1. Field of the Invention
The present invention relates generally to determining the rate of performing periodic automatic self-tests in such a device.
2. Related Art
Electrotherapy devices are used to provide electrical shocks to treat patients for a variety of heart arrhythmias. For example, external defibrillators typically provide relatively high-energy shocks to a patient as compared to implantable defibrillators, usually through electrodes attached to the patient's torso. External defibrillators are used to convert ventricular fibrillation or shockable tachycardia to a normal sinus rhythm. Similarly, external cardioverters can be used to provide shocks to convert atrial fibrillation to a more normal heart rhythm.
Conventional external defibrillators have been used primarily in hospitals and other medical care facilities. In such environments, the frequency with which a particular defibrillator is operated, referred to as the use model, is significant, perhaps on the order of several times per week. Periodic tests for such defibrillators typically include a battery level test and a functional test in which the defibrillator is connected to a test load and discharged. These self-tests are usually performed daily or once per shift in accordance with manufacturer recommendations. Other tests, such as recalibration of internal circuit components by a biomedical technician, are performed less often, on the order of twice per year, which is also typically specified by the manufacturer. Each of these maintenance tests for conventional defibrillators have traditionally been initiated and performed by human operators, although more recently automatic invocation and execution of self-tests are becoming more commonplace.

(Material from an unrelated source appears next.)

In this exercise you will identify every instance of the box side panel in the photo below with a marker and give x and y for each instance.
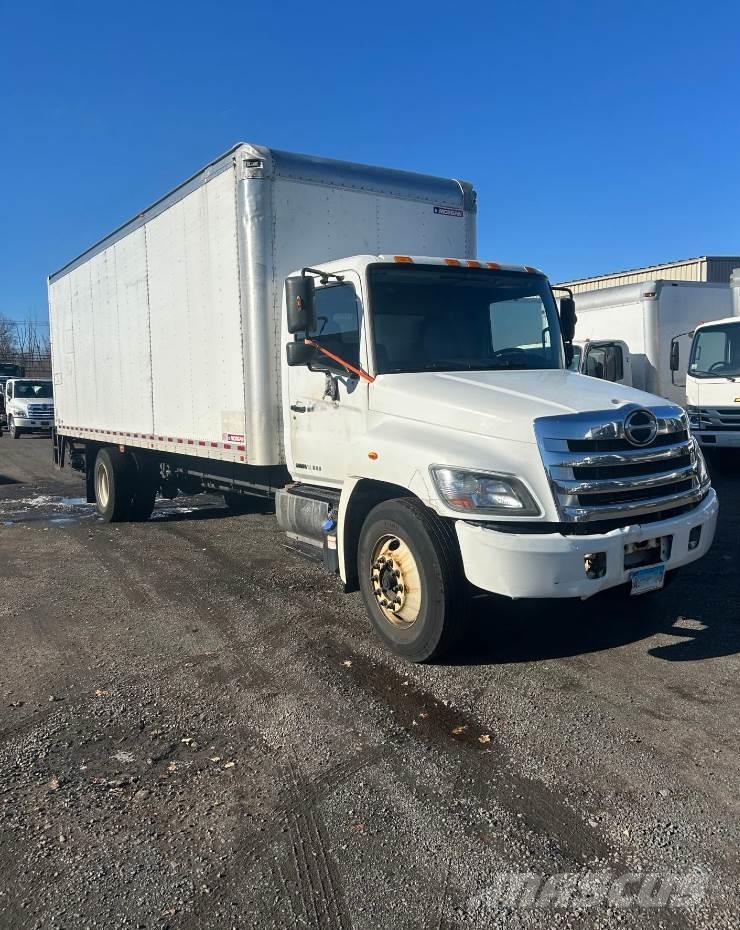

While these external defibrillators have been known for years, they have generally been large and expensive making them unsuitable for use outside of a medical care facility. More recently, portable external defibrillators for use by first responders have been developed. Portable defibrillators allow medical care to be provided to a patient at the patient's location considerably earlier than preceding defibrillators, increasing the likelihood of survival.

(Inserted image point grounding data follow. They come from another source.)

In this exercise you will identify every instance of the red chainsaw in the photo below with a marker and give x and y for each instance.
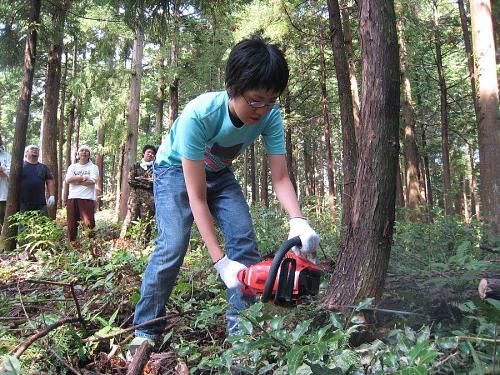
(287, 278)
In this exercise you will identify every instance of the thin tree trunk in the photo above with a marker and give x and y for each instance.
(474, 201)
(427, 170)
(307, 166)
(489, 123)
(468, 53)
(400, 196)
(361, 266)
(160, 101)
(264, 184)
(443, 97)
(253, 173)
(132, 118)
(349, 146)
(78, 121)
(326, 128)
(464, 199)
(99, 161)
(288, 138)
(22, 117)
(174, 62)
(410, 145)
(52, 85)
(71, 118)
(60, 136)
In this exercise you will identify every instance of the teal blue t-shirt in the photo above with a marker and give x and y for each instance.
(204, 131)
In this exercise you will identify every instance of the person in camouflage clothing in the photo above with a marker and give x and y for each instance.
(141, 203)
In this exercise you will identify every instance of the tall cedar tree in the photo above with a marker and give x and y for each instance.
(52, 85)
(362, 264)
(349, 146)
(489, 124)
(130, 148)
(22, 117)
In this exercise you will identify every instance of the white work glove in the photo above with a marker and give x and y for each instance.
(309, 238)
(51, 201)
(228, 270)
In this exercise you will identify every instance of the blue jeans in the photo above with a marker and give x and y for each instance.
(174, 220)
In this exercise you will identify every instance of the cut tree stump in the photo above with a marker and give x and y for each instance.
(141, 358)
(489, 288)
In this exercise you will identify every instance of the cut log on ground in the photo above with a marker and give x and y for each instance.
(489, 288)
(141, 358)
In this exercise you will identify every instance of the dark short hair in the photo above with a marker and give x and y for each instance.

Portable defibrillators typically use a portable energy source to operate in the anticipated mobile environment. Several defibrillator and after-market manufacturers have produced battery packs for such defibrillators. These battery packs, while often having a standard mechanical and electrical interface, are available with different chemistries, such as lead acid, nickel cadmium, lithium ion and the like. These battery packs have traditionally been rechargeable due to the anticipated high frequency use model.
With recent advances in technology, portable defibrillators have become more automated, allowing even a minimally trained operator to use such devices to aid a heart attack victim in the critical first few minutes subsequent to the onset of sudden cardiac arrest. Such portable defibrillators, referred to as automatic or semi-automatic external defibrillators (generally, AED's), may be stored in an accessible location at a business, home, aircraft or the like. Due to the increased diligence required to properly maintain rechargeable battery packs, some recently developed portable defibrillators have been configured to receive a non-rechargeable battery pack. This is more common in recent history due to advances in battery technology that have allowed for the development of long life, high capacity non-rechargeable battery packs.

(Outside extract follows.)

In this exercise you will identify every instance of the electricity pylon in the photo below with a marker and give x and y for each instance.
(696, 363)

One particular problem that arises using currently available portable defibrillators is that occasionally it may be necessary or desired to operate the device in accordance with a use model different than that for which the defibrillator was originally designed. One characteristic of traditional defibrillators that prevents such a change in operation is the implementation of a self-test protocol that verifies the reliability of the defibrillator, including the installed battery pack. The self-test protocol is traditionally established when the defibrillator is manufactured in anticipation that the defibrillator will be used with a particular battery pack. Unfortunately, the defibrillator is required to thereafter restrict the battery packs that it is receives to only the particular type of battery pack that can support and be verified by the implemented self-test protocol. This in turn prevents the defibrillator from being operated in accordance with a use model other than that which the defibrillator was originally designed due to limitations associated with the acceptable type of battery pack.
What is needed, therefore, is a method and apparatus for insuring the reliability and availability of a device such as a portable defibrillator without restricting or otherwise limiting the use model of the device.